The integrity of the reïs was proof against the seduction of this bribe; he appropriated it, and then earned the heavy fee for carrying us up, in addition. I can add nothing by way of eulogium upon this clever old man, whose virtue enabled him to withstand so much temptation.

We lay for two days at the island Elephantine, opposite Assouan, and have ample time to explore its two miserable villages, and to wander over the heaps on heaps, the débris of so many successive civilizations. All day long, women and children are clambering over these mounds of ashes, pottery, bricks, and fragments of stone, unearthing coins, images, beads, and bits of antiquity, which the strangers buy. There is nothing else on the island. These indistinguishable mounds are almost the sole evidence of the successive occupation of ancient Egyptians, Canaanites, Ethiopians, Persians, Greeks, Romans, Christians, and conquering Arabs. But the grey island has an indefinable charm. The northern end is green with wheat and palms; but if it were absolutely naked, its fine granite outlines would be attractive under this splendid sky. The days are lovely, and the nights enchanting. Nothing more poetic could be imagined than the silvery reaches of river at night, with their fringed islands and shores, the stars and the new moon, the uplifted rocks, and the town reflected in the stream.

Of Assouan itself, its palm-groves and dirty huddle of dwellings, we have quite enough in a day. Curiosity leads us to visit the jail, and we find there, by chance, one of our sailors, who is locked up for insubordination, and our venerable reïs keeping him company, for being inefficient in authority over his crew. In front of the jail, under the shade of two large acacia trees, the governor has placed his divan and holds his levées in the open air, transacting business, and entertaining his visitors with coffee and cigars. His excellency is a very “smartish,” big black fellow, not a negro nor a Nubian exactly, but an Ababdeh, from a tribe of desert Arabs; a man of some aptitude for affairs and with very little palaver. The jail has an outer guard-room, furnished with divans and open at both ends, and used as a court of justice. A not formidable door leads to the first room, which is some twenty feet square; and here, seated upon the ground with some thirty others, we are surprised to recognize our reïs. The respectable old incapable was greatly humiliated by the indignity. Although he was speedily released, his incarceration was a mistake; it seemed to break his spirit, and he was sullen and uncheerful ever afterwards. His companions were in for trivial offences: most of them for not paying the government taxes, or for debt to the Khedive, as the phrase was. In an adjoining, smaller room, were the great criminals, the thieves and murderers.
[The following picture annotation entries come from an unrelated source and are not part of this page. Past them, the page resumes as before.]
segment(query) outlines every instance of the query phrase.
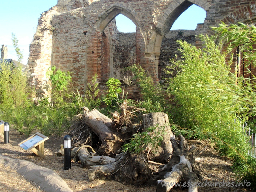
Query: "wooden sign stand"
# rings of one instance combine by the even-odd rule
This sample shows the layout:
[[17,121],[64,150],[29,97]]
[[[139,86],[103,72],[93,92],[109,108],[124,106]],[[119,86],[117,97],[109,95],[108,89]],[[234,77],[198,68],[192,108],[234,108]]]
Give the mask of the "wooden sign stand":
[[40,157],[44,157],[44,141],[49,138],[36,133],[26,139],[18,145],[26,151],[31,151]]

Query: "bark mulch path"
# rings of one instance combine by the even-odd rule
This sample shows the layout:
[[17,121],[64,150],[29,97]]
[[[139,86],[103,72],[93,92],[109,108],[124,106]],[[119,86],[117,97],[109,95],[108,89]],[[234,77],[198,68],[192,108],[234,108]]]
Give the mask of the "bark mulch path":
[[[0,153],[8,157],[29,161],[36,164],[50,169],[55,171],[65,181],[74,192],[155,192],[155,186],[142,186],[138,188],[132,185],[125,185],[113,181],[97,180],[89,181],[87,172],[88,169],[80,166],[79,162],[72,162],[71,168],[64,170],[63,157],[58,157],[56,153],[60,145],[63,143],[63,137],[52,136],[45,142],[45,157],[41,158],[31,151],[26,151],[18,144],[26,138],[20,135],[15,131],[11,129],[9,132],[10,143],[4,144],[4,138],[0,137]],[[208,142],[197,140],[188,141],[189,144],[193,144],[203,148],[206,145],[207,148],[199,160],[201,164],[203,181],[211,182],[212,186],[199,187],[198,191],[204,192],[226,192],[251,191],[248,189],[236,187],[228,187],[224,185],[220,187],[219,184],[212,186],[215,182],[234,182],[237,181],[231,167],[232,162],[227,158],[220,157]],[[0,164],[0,191],[3,192],[43,192],[36,184],[28,181],[22,176],[17,173],[11,167],[6,167]],[[176,187],[171,191],[188,191],[186,188]]]

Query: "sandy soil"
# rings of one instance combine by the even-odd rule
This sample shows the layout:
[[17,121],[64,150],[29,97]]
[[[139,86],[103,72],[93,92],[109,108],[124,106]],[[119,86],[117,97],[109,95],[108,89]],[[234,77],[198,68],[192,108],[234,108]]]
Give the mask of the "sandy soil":
[[[58,157],[56,155],[60,145],[62,143],[63,138],[49,137],[45,143],[44,153],[45,157],[42,158],[31,151],[26,151],[18,145],[18,144],[26,139],[24,135],[20,135],[12,129],[9,133],[10,143],[4,144],[4,139],[0,137],[0,153],[9,157],[29,161],[37,165],[51,169],[59,174],[66,182],[74,192],[155,192],[155,186],[142,186],[138,188],[132,186],[125,185],[113,181],[97,180],[89,182],[87,174],[88,169],[80,167],[79,162],[72,162],[71,168],[64,170],[63,157]],[[237,181],[231,167],[232,162],[227,158],[220,157],[213,148],[211,148],[209,142],[197,140],[188,141],[189,144],[193,144],[203,148],[207,146],[199,160],[201,169],[201,173],[203,182],[223,182],[227,183]],[[22,176],[17,173],[10,167],[4,167],[0,164],[0,191],[3,192],[42,192],[38,186],[27,180]],[[242,187],[231,187],[224,186],[220,187],[219,184],[215,186],[199,187],[199,192],[237,192],[250,191]],[[177,187],[171,191],[180,192],[188,191],[186,188]]]

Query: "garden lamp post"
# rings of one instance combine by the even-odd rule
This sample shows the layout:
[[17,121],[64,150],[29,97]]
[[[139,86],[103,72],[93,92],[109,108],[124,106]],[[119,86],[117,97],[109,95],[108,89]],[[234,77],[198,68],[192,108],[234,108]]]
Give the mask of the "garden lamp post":
[[5,122],[4,124],[4,143],[9,143],[9,124]]
[[64,137],[64,169],[71,168],[71,138],[68,135]]

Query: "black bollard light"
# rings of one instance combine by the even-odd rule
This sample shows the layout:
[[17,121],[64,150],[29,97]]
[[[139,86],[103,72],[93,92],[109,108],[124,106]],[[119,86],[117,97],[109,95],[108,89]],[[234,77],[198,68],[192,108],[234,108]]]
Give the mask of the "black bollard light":
[[68,135],[64,137],[64,169],[71,168],[71,138]]
[[5,122],[4,124],[4,143],[9,143],[9,124]]

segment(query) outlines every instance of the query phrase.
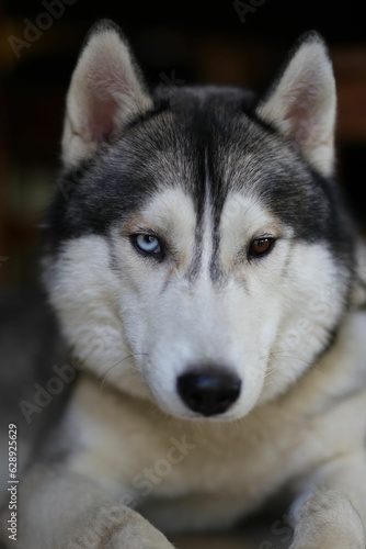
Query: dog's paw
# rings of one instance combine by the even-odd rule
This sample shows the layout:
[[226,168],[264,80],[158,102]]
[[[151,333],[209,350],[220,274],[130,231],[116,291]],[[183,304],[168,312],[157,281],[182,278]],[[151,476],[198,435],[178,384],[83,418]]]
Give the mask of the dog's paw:
[[173,549],[141,515],[119,505],[102,506],[70,534],[68,549]]
[[153,526],[126,525],[115,531],[106,545],[101,549],[174,549],[159,530]]
[[289,549],[365,549],[365,529],[351,502],[333,491],[309,497]]

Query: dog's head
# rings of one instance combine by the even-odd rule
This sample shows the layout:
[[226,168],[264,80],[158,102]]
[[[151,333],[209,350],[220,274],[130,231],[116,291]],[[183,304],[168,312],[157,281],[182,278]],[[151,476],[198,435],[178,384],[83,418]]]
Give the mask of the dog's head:
[[45,280],[88,368],[179,417],[239,418],[322,354],[353,284],[335,90],[310,33],[260,99],[148,93],[119,30],[67,98]]

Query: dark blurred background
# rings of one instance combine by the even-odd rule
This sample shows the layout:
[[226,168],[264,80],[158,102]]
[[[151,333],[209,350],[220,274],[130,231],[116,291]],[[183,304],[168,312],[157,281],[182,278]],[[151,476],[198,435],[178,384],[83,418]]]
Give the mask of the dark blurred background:
[[296,38],[329,44],[339,92],[341,183],[366,223],[366,2],[0,1],[0,285],[38,277],[38,225],[55,187],[64,101],[83,36],[121,24],[150,85],[262,90]]

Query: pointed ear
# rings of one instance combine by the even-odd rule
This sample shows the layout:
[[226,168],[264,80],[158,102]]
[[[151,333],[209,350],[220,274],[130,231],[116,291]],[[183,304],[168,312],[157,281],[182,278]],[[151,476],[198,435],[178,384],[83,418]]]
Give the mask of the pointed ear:
[[327,177],[334,164],[335,111],[332,64],[323,40],[311,32],[299,40],[256,114],[296,142],[308,161]]
[[121,30],[112,21],[100,21],[87,36],[67,96],[65,165],[89,158],[131,114],[150,105]]

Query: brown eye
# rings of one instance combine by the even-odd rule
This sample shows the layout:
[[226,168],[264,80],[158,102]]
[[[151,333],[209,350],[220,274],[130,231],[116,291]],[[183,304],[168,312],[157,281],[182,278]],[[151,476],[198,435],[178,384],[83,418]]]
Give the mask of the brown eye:
[[270,251],[274,246],[274,243],[275,243],[274,238],[270,237],[255,238],[255,240],[252,240],[251,245],[249,246],[248,250],[249,259],[263,257],[266,254],[270,254]]

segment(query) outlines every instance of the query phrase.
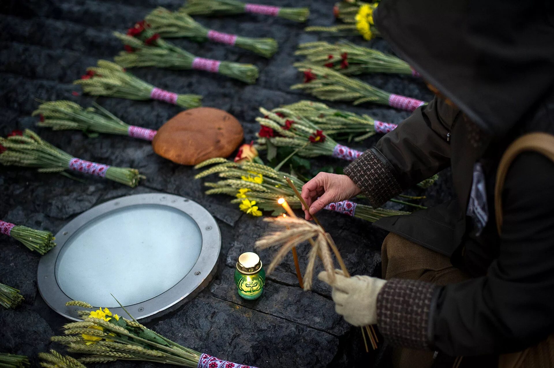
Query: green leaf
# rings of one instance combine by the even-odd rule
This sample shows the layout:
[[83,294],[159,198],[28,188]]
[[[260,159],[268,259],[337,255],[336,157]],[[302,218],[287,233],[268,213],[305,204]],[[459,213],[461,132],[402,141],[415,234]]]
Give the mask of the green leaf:
[[138,337],[141,339],[144,339],[145,340],[147,340],[149,341],[152,341],[152,343],[156,343],[156,344],[159,344],[160,345],[163,345],[164,346],[171,346],[171,345],[166,343],[165,340],[158,337],[153,331],[151,331],[148,329],[141,331],[138,333]]

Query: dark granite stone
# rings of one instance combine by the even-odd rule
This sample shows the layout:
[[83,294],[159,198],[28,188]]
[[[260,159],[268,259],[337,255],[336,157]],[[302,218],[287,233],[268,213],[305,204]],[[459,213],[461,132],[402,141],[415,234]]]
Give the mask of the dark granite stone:
[[152,328],[202,353],[260,367],[326,366],[338,343],[326,332],[205,293]]

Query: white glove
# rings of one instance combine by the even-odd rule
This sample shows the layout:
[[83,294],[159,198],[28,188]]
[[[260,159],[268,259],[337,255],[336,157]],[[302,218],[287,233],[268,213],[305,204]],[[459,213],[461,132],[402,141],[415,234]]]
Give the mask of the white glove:
[[335,311],[355,326],[376,324],[377,294],[387,282],[365,276],[346,277],[340,269],[335,270],[335,273],[332,283],[326,271],[320,272],[317,278],[332,287]]

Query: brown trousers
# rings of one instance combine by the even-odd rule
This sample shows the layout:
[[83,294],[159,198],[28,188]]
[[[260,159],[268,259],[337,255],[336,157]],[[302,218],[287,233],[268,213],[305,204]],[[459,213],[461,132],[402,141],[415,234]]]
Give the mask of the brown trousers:
[[[381,248],[383,278],[406,278],[432,282],[438,285],[455,283],[469,277],[454,267],[446,256],[422,247],[399,235],[389,233]],[[501,355],[499,368],[547,368],[554,367],[552,336],[524,351]],[[395,368],[427,368],[433,364],[433,352],[395,348]],[[463,360],[462,365],[463,366]]]

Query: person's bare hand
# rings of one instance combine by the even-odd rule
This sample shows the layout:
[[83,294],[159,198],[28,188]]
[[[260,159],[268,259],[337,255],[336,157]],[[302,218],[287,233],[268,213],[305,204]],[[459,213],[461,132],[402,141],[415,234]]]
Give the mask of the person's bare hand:
[[309,207],[302,206],[306,219],[311,220],[311,214],[317,213],[330,203],[351,198],[360,191],[346,175],[320,173],[302,187],[302,198]]

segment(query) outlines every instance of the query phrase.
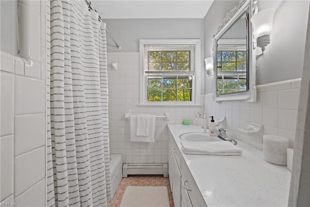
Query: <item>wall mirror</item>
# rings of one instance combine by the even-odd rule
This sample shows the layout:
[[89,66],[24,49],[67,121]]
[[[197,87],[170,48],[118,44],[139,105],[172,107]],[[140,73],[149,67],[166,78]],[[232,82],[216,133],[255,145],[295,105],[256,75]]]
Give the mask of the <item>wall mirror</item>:
[[250,19],[251,0],[241,0],[229,13],[214,37],[216,101],[256,101],[255,51]]

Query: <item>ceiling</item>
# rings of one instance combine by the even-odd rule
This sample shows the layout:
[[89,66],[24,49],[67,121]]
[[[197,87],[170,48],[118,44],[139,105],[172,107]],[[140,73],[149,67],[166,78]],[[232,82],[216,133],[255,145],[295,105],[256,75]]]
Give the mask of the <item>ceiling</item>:
[[213,0],[93,0],[103,19],[203,18]]

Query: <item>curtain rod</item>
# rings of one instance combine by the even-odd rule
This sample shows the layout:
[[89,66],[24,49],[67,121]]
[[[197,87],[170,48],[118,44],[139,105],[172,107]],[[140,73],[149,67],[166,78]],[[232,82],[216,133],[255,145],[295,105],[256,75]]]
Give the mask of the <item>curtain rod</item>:
[[[87,5],[88,6],[89,9],[92,9],[92,10],[94,11],[95,12],[97,12],[97,13],[98,14],[98,16],[99,16],[99,18],[98,19],[98,20],[99,21],[101,22],[101,23],[104,23],[102,21],[102,20],[101,20],[101,17],[100,17],[100,16],[99,15],[99,14],[98,13],[97,11],[93,8],[93,5],[92,5],[92,3],[91,2],[91,1],[89,1],[89,0],[84,0],[84,1],[85,1],[85,2],[87,4]],[[121,46],[120,46],[120,45],[117,44],[117,43],[116,42],[116,41],[115,41],[114,38],[113,37],[113,36],[112,36],[112,35],[111,34],[110,32],[108,32],[108,28],[107,28],[106,27],[106,31],[107,32],[107,33],[108,33],[108,35],[110,36],[110,37],[111,37],[111,39],[112,39],[112,40],[113,41],[113,42],[114,43],[114,44],[115,44],[115,45],[117,47],[117,48],[118,49],[121,49]]]

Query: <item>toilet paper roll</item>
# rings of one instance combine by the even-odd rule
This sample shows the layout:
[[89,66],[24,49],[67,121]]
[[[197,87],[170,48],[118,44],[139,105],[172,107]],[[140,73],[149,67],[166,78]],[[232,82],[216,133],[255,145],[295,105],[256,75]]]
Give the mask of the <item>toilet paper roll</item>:
[[264,158],[267,162],[279,165],[286,165],[286,149],[288,147],[289,139],[286,137],[271,135],[263,136]]

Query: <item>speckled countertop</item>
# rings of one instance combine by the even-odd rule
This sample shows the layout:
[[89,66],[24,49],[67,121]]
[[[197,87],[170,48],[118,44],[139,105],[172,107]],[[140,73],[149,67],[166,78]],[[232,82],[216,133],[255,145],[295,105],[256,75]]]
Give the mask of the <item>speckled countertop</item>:
[[240,156],[187,155],[179,136],[201,127],[168,124],[208,207],[286,207],[291,172],[265,161],[263,151],[239,140]]

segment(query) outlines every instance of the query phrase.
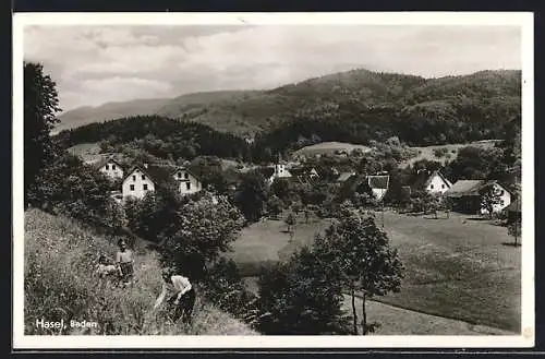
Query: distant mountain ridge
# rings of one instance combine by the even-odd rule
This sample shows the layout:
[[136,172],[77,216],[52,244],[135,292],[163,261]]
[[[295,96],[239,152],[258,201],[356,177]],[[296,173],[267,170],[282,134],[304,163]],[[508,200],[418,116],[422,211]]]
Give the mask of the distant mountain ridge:
[[223,132],[255,134],[293,119],[296,113],[336,112],[339,105],[347,103],[356,103],[362,108],[395,106],[399,111],[446,111],[455,117],[459,115],[460,104],[499,107],[510,113],[517,106],[520,108],[520,70],[486,70],[470,75],[424,79],[360,69],[268,91],[202,92],[174,98],[77,108],[59,116],[61,123],[56,130],[138,115],[158,115],[199,122]]

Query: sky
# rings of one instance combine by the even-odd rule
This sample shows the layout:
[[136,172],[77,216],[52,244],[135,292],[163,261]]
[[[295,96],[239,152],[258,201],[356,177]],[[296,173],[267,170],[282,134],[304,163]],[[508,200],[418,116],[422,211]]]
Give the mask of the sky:
[[520,27],[489,25],[34,25],[23,41],[64,111],[353,69],[438,77],[521,69],[522,60]]

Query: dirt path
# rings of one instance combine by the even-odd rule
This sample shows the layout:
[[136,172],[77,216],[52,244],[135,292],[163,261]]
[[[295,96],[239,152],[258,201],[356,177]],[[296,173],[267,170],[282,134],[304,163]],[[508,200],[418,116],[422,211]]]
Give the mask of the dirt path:
[[[355,298],[358,321],[362,319],[362,300]],[[352,313],[349,296],[343,309]],[[366,302],[367,323],[378,322],[374,335],[517,335],[499,328],[402,309],[377,301]],[[361,327],[360,327],[361,331]]]

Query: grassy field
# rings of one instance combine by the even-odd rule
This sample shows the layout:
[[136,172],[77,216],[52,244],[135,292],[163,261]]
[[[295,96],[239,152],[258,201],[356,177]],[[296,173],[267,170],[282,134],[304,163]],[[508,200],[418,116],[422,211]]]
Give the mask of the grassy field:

Three murderers were chained together by enormous iron cables attached to collars about their necks, and their wrists were clamped in small wooden stocks. In this company were five decent-looking men, who were also bound together by heavy chains from neck to neck; we were told that these were the brothers of men who had run away from the draft, and that they would be held until their relations surrendered themselves. They all sat glumly on the ground. The jail does not differ in comfort from the ordinary houses; and the men are led out once a day for fresh air; we saw the murderers taking an airing, and exercise also in lugging their ponderous irons.

We departed from Assouan early in the morning, with water and wind favorable for a prosperous day. At seven o'clock our worthy steersman stranded us on a rock. It was a little difficult to do it, for he had to go out of his way and to leave the broad and plainly staked-out channel. But he did it very neatly. The rock was a dozen feet out of water, and he laid the boat, without injury, on the shelving upper side of it, so that the current would constantly wash it further on, and the falling river would desert it. The steersman was born in Assouan and knows every rock and current here, even in the dark. This accident no doubt happened out of sympathy with the indignity to the reïs. That able commander is curled up on the deck ill, and no doubt felt greatly grieved when he felt the grating of the bottom upon the rock; but he was not too ill to exchange glances with the serene and ever-smiling steersman. Three hours after the stranding, our crew have succeeded in working us a little further on than we were at first, and are still busy; surely there are in all history no such navigators as these.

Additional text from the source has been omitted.